Topic Model-- LDA

Introduction

In real Infromation Retrieval (Google, Bing), when we gather many online documents, we need to classify them according to their topic. For this task, we need a machine learning algorithm to do the classification.

One way is to use naive bayes to choose the topic with maximal posterior probability $P(topic |document)$.

In this approach, there are 2 models available: multivariate Bernoulli model and multinomial model.

But in 2003, David Blei, Andrew Ng, and Michael Jordan introduced LDA into this area, presented as a graphical model for topic discovery.

Basics

In LDA, each document may be viewed as a mixture of various topics. This is similar to probabilistic latent semantic analysis, except that in LDA the topic distribution is assumed to have a Dirichlet prior. In practice, this results in more reasonable mixtures of topics in a document.

Model

LDA

The outer plate represents documents, while the inner plate represents the repeated choice of topics and words within a document. $M$ denotes the number of documents, $N$ the number of words in a document.

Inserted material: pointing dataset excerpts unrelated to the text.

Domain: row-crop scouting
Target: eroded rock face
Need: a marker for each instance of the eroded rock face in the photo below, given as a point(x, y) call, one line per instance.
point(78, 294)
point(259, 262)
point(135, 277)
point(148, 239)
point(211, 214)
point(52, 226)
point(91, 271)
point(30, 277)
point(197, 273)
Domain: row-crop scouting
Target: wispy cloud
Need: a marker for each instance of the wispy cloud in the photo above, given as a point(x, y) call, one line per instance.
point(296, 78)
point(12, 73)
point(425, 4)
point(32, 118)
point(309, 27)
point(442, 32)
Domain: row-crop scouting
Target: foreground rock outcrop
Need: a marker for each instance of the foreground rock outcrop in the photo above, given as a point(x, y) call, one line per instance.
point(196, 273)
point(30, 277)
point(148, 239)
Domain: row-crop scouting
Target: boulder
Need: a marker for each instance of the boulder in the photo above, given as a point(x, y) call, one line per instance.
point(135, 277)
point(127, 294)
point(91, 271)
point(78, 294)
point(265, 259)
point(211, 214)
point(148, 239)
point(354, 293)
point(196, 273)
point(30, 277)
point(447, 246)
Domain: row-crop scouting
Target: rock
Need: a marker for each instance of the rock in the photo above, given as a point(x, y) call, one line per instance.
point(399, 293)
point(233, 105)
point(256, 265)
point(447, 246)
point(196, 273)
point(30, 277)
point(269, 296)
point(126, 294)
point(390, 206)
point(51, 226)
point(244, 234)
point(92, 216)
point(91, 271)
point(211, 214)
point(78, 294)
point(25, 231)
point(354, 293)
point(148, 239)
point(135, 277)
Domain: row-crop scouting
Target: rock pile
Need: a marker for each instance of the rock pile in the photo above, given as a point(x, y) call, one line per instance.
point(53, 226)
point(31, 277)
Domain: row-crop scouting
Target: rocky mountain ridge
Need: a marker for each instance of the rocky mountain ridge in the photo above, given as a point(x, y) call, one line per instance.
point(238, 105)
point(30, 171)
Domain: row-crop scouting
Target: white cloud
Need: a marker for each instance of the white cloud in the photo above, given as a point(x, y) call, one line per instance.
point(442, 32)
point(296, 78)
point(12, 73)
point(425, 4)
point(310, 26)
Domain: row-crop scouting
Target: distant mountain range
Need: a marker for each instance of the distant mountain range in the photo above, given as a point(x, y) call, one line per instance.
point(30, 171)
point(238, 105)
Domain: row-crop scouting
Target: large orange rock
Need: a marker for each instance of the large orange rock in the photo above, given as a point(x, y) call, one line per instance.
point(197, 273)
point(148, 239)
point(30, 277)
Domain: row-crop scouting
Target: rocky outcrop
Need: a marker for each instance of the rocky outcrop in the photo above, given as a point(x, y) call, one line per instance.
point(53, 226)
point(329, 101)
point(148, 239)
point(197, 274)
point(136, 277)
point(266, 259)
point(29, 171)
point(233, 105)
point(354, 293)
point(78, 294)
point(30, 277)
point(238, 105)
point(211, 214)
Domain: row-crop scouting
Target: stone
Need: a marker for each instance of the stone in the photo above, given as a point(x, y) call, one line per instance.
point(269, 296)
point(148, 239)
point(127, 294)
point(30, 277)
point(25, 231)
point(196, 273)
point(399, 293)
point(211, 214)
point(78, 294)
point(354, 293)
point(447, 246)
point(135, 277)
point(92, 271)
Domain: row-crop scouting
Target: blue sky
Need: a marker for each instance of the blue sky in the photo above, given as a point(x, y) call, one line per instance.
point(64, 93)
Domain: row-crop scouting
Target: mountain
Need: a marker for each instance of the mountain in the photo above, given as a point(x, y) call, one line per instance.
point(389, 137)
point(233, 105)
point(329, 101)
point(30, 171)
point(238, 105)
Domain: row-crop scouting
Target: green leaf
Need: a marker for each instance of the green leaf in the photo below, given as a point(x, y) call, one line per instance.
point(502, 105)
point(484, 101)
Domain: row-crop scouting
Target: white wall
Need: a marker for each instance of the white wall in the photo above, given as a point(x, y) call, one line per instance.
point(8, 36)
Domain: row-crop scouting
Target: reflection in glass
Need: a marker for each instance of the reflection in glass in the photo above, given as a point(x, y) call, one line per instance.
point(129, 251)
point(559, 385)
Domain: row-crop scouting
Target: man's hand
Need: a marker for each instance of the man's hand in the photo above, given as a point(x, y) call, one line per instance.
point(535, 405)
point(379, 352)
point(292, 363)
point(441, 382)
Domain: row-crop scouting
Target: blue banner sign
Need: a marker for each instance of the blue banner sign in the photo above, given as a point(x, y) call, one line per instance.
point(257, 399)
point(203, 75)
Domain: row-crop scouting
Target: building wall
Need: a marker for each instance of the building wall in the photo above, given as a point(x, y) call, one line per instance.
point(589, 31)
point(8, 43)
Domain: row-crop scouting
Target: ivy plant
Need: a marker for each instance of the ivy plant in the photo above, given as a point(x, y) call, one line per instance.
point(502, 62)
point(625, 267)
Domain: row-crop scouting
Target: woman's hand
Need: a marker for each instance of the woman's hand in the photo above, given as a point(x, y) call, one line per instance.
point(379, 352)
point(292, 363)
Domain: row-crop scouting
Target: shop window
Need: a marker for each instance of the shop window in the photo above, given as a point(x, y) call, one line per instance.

$\alpha$ is the parameter of the Dirichlet prior on the per-document topic distribution. $\beta$ is the parameter of the Dirichlet prior on the per-topic word distribution. $\Theta_i$ is the topic distribution for document i. $\phi_k$ is the word distribution for topic k $z_{ij}$ is the topic for the $j$th word in document i $w_{ij}$ is the specific word

The $w_{ij}$ are the only observable variables, and the other variables are latent variables.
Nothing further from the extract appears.